Finding Kyle

Perhaps it’s the icy water hitting my face, or maybe it’s even the fact that I’m a naturally bright person with good reflexes, but it hits me all of a sudden that I’ve got a burst pipe and I need to shut off the water.

I immediately drop to my knees as water continues to shoot upward before raining down on my back as I pull open the cupboard doors below the sink and start pulling out the barrage of cleaning supplies I’ve got under there, frantically trying to clear a path to the shut-off valve. As I pull away a half-empty bottle of Lysol that I throw over my shoulder, my eyes go to the pipes and the shut-off valve that… is fucking missing the actual knob to turn it. All I can see is the end of a bolt-looking thing. I quickly process I’m not turning off the water this way.

But again, I’m a quick thinker. With a muttered curse, I surge upward, only to slip and slide my way across the wet linoleum as water continues to spew out of my sink. I turn into the hallway, using my hand on the casing around the kitchen door to keep my balance, and sprint to the back door.
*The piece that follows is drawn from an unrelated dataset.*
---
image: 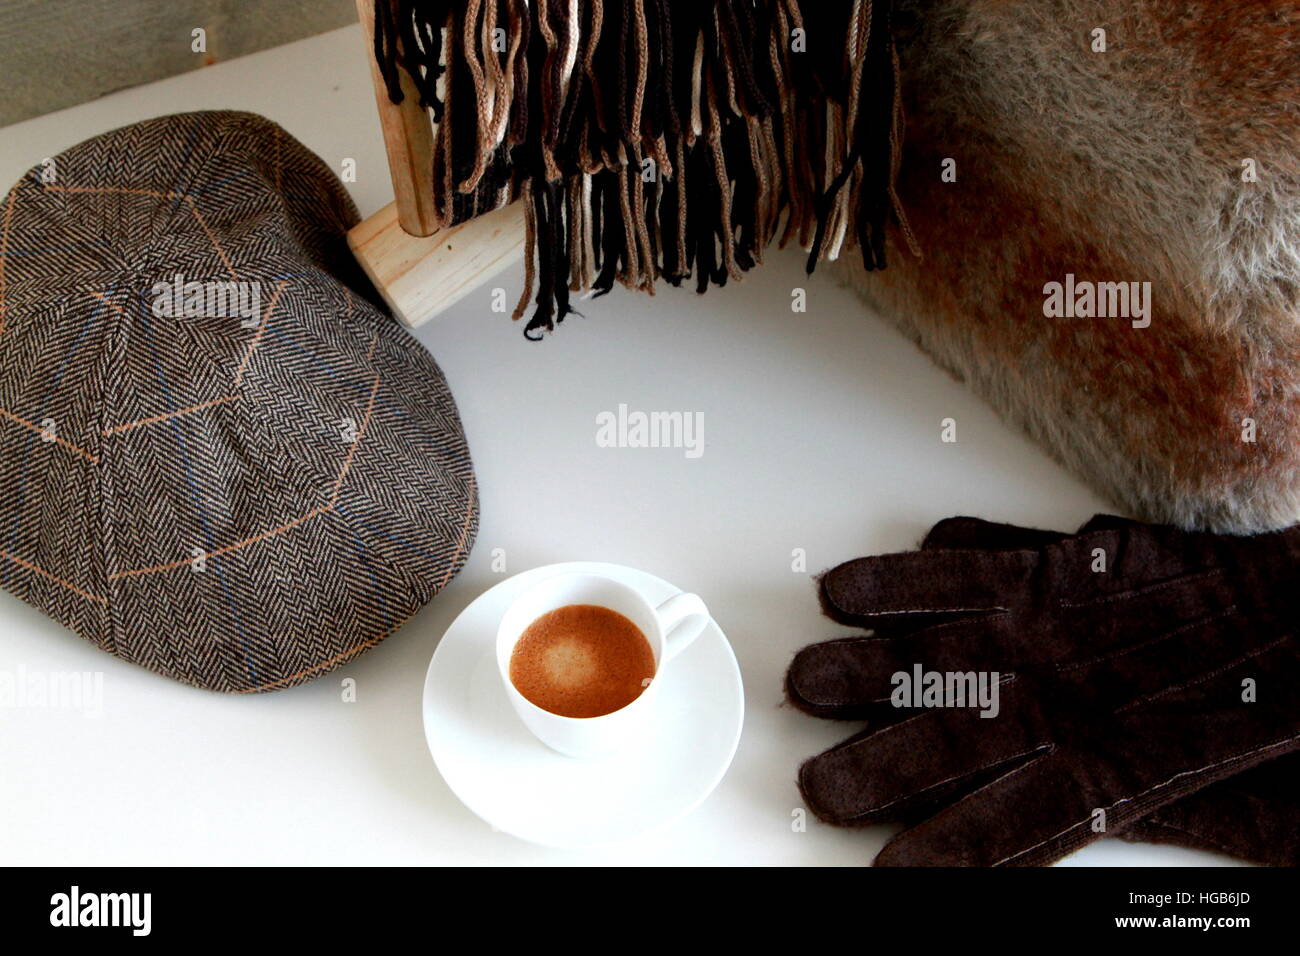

I burst through it, turning to my immediate left to a door that leads into an outside utility room. I open the door and immediately look to the red handle of the shut-off valve for the entire house. It’s up high, but I also have an eight-foot ladder leaned against the far wall. I grab it, pull the legs open, and scramble up it. Grabbing onto the red handle, I pull downward with an expectant surge of relief that I’ve found a way to solve this problem in what was really only a few seconds. Less than a minute definitely.

Unfortunately, the handle doesn’t budge. I try pushing it upward, but I know that’s not right. It has to come down, and I dubiously eye the rust around the bolt that holds it in place.

“Fuck,” I mutter, which is uncharacteristic language from me, but it’s warranted in this case.

I grab the handle again, lay my other hand on top for extra leverage, and literally start to pull with my entire body weight as I let my knees bend so I start to sink downward from my perch on the ladder.

I hear a creak, and this bolsters me.

I pull harder, giving an unladylike grunt with my effort.

With a scream of rust and metal, the handle moves so swiftly I almost fall off the ladder, but I manage to gain my balance. It takes me several dumb blinks of my eyes as I stare at the handle that broke off and is now sitting in my hands to register what happened. I lift my head slowly and gaze up at the valve, still wide open and now with no clear way on how to shut it off. I can still vaguely hear the hiss of water spraying from the kitchen that’s filtering through the open doors, and I feel my mind completely shut down.

In an instant, I become a totally helpless female, and there’s only one man close enough who could potentially salvage my house.

Without a thought to the fact I’m barefoot, soaked through to the bone, and looking like a drowned rat, I scramble off the ladder and jet out of the utility room. I run gingerly along the side of the house, the lawn starting to soften with new grass but also still having prickly winter blades beneath, and slow a bit further as I cross over the dirt lane that, while mostly dirt, also has rocks and some gravel mixed within. It’s back to a cautious run across his yard and up his three porch steps.

I’m not surprised to see Kyle’s old truck sitting outside his cottage because where else would he be at 6:45 in the morning? Neither am I reluctant in the slightest to start banging on his front door, frantic with the thought that every passing minute probably means another inch of water in my kitchen.

It’s probably after only about seven bangs on the door, which are hard enough to rattle the small square panes of glass within, that I hear a very grumpy voice yell out, “I’m coming, for fuck’s sake.”

My hand falls away from the door. I bounce from foot to foot with anxiety as I wait for him to open it. I’m practically hopping with eagerness to get help at last when I hear the lock turning.

Kyle pulls the door open. His eyebrows shoot high when he sees me there. He holds my gaze impassively for a second before he looks slowly down my body, taking in my wet hair, soaked nightgown and dirty feet.

“Pipe,” I gasp out, realizing how out of breath I am not only from the adrenaline coursing through me, but also from the mad dash over here. “Burst. Water everywhere.”

His eyes snap back up to mine. “What?”

And then, complete lunacy bursts forth from my lips as I hold out the red valve for him to see. “Help me, Obi-Wan Kenobi. You’re my only hope. Star Wars, 1977.”

He doesn’t laugh.

He doesn’t smirk.

He doesn’t roll his eyes.

But he does offer me aid. “Let me get my tools.”